AI Engineering Goes Mainstream
AI Engineer World's Fair 2025 Recap — Recapping as much as we can, with exclusive infographic summaries from our friends at Thoth.ai!
When I wrote about the Rise of the AI Engineer almost 2 years ago, I noted that it would feel “inferior” to the ML Engineer and AI Researcher for a long time. Now we see Andrew Ng writing up the “GenAI Application Engineer”, Hamel coining “AI Scientist”, and even Greg Brockman (upcoming guest!) explaining how engineers can have the same impact as researchers at the World’s Fair.
There’s no playbook for “setting up a new sub-industry” — it’s a mix of devrel/ community building, economics/industrial organization, and anthropology+set theory. We started by building out one of the leading newsletters, then podcasts, surveys1, where we cover everything from mental models to trend charts to coding tools to paper syllabi to daily news, anything AI Engineers need, right down to the job description. But perhaps the highest signal, most intentional thing we do to move the industry forward is organize the AIE conferences.
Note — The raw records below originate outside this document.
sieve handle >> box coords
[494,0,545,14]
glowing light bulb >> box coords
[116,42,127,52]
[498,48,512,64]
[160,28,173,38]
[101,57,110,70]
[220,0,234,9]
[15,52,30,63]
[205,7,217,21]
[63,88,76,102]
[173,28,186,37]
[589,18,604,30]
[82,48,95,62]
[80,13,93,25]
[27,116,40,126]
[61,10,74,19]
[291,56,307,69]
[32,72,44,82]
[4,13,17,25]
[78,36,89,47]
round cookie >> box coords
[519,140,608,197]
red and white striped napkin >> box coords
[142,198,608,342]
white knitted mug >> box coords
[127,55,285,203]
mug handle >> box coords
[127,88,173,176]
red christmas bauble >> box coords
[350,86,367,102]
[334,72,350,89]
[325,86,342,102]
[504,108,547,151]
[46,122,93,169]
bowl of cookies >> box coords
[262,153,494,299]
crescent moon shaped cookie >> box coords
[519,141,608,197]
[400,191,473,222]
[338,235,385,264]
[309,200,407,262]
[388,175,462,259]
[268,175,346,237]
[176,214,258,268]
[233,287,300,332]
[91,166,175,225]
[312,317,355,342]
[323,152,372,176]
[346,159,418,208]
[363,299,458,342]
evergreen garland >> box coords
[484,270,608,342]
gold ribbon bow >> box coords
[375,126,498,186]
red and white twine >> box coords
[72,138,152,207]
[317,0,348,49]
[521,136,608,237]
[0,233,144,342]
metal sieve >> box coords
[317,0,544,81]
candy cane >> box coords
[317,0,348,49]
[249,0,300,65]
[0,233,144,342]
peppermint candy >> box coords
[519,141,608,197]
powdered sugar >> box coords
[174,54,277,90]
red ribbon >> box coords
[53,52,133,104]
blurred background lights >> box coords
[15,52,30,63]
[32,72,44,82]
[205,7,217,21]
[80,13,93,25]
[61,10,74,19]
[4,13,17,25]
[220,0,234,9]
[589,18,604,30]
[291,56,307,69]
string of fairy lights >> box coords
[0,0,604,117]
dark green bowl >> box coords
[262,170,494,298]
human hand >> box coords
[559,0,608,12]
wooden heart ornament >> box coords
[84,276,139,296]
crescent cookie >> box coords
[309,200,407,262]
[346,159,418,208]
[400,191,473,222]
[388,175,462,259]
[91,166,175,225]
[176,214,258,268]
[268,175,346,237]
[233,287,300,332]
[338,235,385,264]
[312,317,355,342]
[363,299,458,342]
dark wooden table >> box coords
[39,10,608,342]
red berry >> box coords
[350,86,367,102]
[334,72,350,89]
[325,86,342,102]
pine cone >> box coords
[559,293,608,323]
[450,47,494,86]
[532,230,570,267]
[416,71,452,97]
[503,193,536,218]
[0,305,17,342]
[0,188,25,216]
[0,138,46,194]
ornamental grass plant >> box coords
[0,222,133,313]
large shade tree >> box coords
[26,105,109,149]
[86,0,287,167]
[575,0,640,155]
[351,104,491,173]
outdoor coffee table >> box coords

It’s an odd feeling to run a large industry conference: on one hand, we’ve spent months planning every minute of the event and playing 300D calendar tetris, and on the other we’re so busy running the show that we don’t actually see much of it. And afterward we’ve still got postproduction2 and sponsor needs to handle that it’s hard to write an authoritative overview that is still timely. So here’s one person’s best-efforts overview, but you shouldn’t miss the OTHER recaps from others linked below.
Highest Level Highlights
Final count: 3,098 (20% C-level, 17% management, 22% principal/staff eng, 17% senior eng) from a nice split of company sizes (1/3 >1k employees, 1/3 <50) AI engineers, including 306 speakers over 30 workshops + 10 tracks each for 2 days (not to forget: our 69 online speakers) and 30(!!!) independent events across the city.
Special thanks to our community, from Laurie Voss, our incredible emcee, to all track hosts — Henry Mao (MCP), Brittany Walker (Tiny Teams), Eugene Yan (RecSys), Neo4J and Stephen Chin (GraphRAG), Ankur Duggal (AI in Fortune 500 1), Alessio Fanelli (Architect 1), PromptQL and Alex Reibman (Agent Reliability), Seenia Hong (AI PM), Ishan Dhanani (AI Infra), Thor Schaeff (Voice), Vibhu Sapra (SWE-Agents), OpenPipe and Kyle Corbitt (Reasoning+RL), Dat Ngo (Retrieval+Search), Braintrust and Olmo Maldonado (Evals), Randall Hunt (AI in Fortune 500 2), Matt Redmond via Bryan Bischof (Architects 2), Allie Howe (Security), Alexis Gauba (AI Design Eng), Jaril Valenciano (Gen. Media), and Era Qian (Autonomy+Robotics, especially bringing in KScale and Tesla Optimus), interviewers Phlo Young, Sarah/Tyler, Jensen wrangler Nader Khalil and everyone who volunteered and helped others where we simply couldn’t (team credits in livestream). It was truly the “Avengers Assemble” of AI Eng.
Launches both on stage and by sponsors during AIEWF week (NON-EXHAUSTIVE!):
Gemini 2.5 Pro (06-05) launched onstage by Logan Kilpatrick’s keynote (with roadmap for Gemini Code, Deep Research API, and Computer Use API)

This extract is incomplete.